The play’s simple premise is that a lady of high birth and wealth becomes entangled with a lowly household servant, leading to (borrowing from another Strindberg title) a dance of death. Different societies behave in different ways and, everywhere, codes of morality, class structures and gender balances shift constantly. On the other hand, it is probable that human nature remains largely unchanged. The recurring fascination with the play comes from examining how Strindberg’s dark vision of the self-destructive side of our nature relates to new settings.
A full five minutes pass in Carrie Cracknell’s production before a word is spoken. Julie’s widowed father is away and she is hosting a wild birthday party, with flashing lights and thumping music. “This is 2018” is being screamed at us at unnecessary length. Gyrating revellers are silhouetted in the background and, below stairs in the basement kitchen, chef Jean and his fiancée Kristina (Thalissa Teixeira) are pilfering the booze and nibbles until Julie eventually descends.
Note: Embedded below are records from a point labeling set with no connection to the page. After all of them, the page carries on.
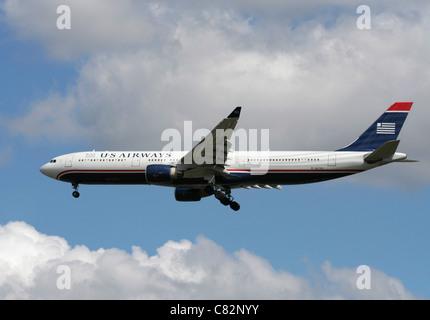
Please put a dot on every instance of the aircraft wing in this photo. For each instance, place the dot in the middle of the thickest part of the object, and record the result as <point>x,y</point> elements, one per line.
<point>211,152</point>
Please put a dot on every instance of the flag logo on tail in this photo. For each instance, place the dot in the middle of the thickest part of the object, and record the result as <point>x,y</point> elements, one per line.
<point>385,128</point>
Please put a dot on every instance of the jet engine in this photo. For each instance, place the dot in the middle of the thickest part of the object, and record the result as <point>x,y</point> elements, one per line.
<point>187,194</point>
<point>159,173</point>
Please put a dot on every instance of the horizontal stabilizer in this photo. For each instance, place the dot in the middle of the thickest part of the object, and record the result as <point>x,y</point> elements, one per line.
<point>387,150</point>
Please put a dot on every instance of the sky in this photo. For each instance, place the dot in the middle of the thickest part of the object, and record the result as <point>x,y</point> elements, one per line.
<point>126,71</point>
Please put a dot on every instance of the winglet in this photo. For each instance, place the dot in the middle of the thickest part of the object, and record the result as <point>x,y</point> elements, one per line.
<point>235,113</point>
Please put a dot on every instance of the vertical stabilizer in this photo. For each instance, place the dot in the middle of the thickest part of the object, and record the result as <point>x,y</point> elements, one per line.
<point>385,129</point>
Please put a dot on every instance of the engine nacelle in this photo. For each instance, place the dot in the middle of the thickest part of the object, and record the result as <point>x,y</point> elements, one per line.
<point>187,194</point>
<point>160,173</point>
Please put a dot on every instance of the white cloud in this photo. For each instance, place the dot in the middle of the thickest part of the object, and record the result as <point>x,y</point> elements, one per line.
<point>152,66</point>
<point>180,270</point>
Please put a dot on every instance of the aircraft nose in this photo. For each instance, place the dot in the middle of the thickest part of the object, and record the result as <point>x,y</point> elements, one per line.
<point>47,170</point>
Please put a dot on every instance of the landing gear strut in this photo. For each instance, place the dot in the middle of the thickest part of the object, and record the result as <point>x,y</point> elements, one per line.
<point>75,193</point>
<point>227,199</point>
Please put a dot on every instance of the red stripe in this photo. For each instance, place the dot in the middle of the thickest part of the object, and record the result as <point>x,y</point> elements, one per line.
<point>250,170</point>
<point>97,171</point>
<point>401,106</point>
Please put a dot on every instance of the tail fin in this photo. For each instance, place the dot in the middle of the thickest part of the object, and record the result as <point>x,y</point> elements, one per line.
<point>385,129</point>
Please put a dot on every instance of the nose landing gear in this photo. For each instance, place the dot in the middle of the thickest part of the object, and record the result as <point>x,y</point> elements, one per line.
<point>75,193</point>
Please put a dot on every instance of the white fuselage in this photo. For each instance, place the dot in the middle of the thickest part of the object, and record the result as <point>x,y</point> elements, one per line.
<point>269,168</point>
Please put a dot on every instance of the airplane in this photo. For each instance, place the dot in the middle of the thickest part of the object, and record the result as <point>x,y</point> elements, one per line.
<point>224,170</point>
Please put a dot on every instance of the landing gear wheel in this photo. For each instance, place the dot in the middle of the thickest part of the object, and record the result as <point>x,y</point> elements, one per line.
<point>225,201</point>
<point>209,190</point>
<point>219,195</point>
<point>75,193</point>
<point>234,205</point>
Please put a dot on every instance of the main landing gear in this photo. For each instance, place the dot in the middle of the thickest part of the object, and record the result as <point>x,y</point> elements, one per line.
<point>75,193</point>
<point>224,196</point>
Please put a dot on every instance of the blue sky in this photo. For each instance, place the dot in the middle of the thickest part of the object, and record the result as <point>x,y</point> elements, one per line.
<point>96,93</point>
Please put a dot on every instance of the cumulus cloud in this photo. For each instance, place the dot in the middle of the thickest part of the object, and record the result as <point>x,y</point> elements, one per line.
<point>32,264</point>
<point>302,70</point>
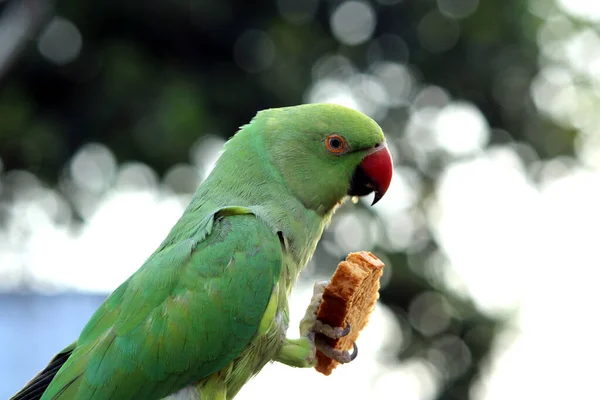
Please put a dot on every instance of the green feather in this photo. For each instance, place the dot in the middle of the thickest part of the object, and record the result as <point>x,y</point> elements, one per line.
<point>210,306</point>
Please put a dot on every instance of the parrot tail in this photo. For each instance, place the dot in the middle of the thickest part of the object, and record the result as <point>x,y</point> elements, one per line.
<point>35,388</point>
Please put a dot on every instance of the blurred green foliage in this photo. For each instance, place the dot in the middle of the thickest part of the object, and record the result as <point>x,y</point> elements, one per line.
<point>152,77</point>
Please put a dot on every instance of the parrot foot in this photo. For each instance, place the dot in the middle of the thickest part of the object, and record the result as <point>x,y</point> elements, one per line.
<point>310,326</point>
<point>341,356</point>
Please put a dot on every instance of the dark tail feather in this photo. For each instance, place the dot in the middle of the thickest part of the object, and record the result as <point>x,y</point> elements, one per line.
<point>35,388</point>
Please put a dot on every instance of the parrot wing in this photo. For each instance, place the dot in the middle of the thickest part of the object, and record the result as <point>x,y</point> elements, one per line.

The kitchen, spanning the entire width of the Lyttelton stage, could belong to a house that would occupy a large expanse of Hampstead Heath, but the coldness of Tom Scutt’s minimalist design works against the actors’ efforts to generate fire and passion, as does dialogue that is functional more than lyrical and witty only in flippant asides. Choreographed movement and stage effects catch the eye, but, ultimately, they are just as baffling here as in Cracknell’s recent Macbeth at the Young Vic.
Having been lauded for her performance as the young Princess Margaret in The Crown, Vanessa Kirby could be cornering the market for spoiled rich girls who fly in the face of convention. However, leaving aside suggestions of type-casting, her Julie is also touched by vulnerability and despair at the hollowness of her parasitic existence. She knows that she is a free spirit only because her father’s money allows her to be. Eric Kofi Abrefa’s Jean is a lightweight, a shallow opportunist aiming to open his own restaurant, who looks at first to be easy prey for Julie.
“If anyone conquered anything, I had you” claims Julie in post-coital triumph, but It is surprising that Stenham finds little more room for modern feminist themes and she even allows Jean to claim moral superiority. Her main assertion is that, in the modern age, class is determined by money alone. In Strindberg’s time, birth as well as wealth, would have been the determining factors and the concept of servitude would have been clear. Now, Jean is a “servant” who is merely using his position as a stepping stone towards his own riches.
19th Century audiences may have gasped in horror when Julie and Jean consummate their relationship, but, nowadays, the likely reaction will be shrugged shoulders and the comment “so why wouldn’t they?”. The passing of time has taken its toll on the impact of Strindberg’s messages, but we are still left wondering what new points Stenham wants to make in their place.
To work properly, all versions of Miss Julie need to be delivered as short, sharp shocks. At under 80 minutes straight through, Stenham’s version is certainly short, but its focus is often blurred and, apart from a scene which is wholly unsuitable for pet lovers, the shock waves that it sends out feel buffered. It may have dropped the word “Miss” from the original’s title, but, sadly, this production is still a miss anyway.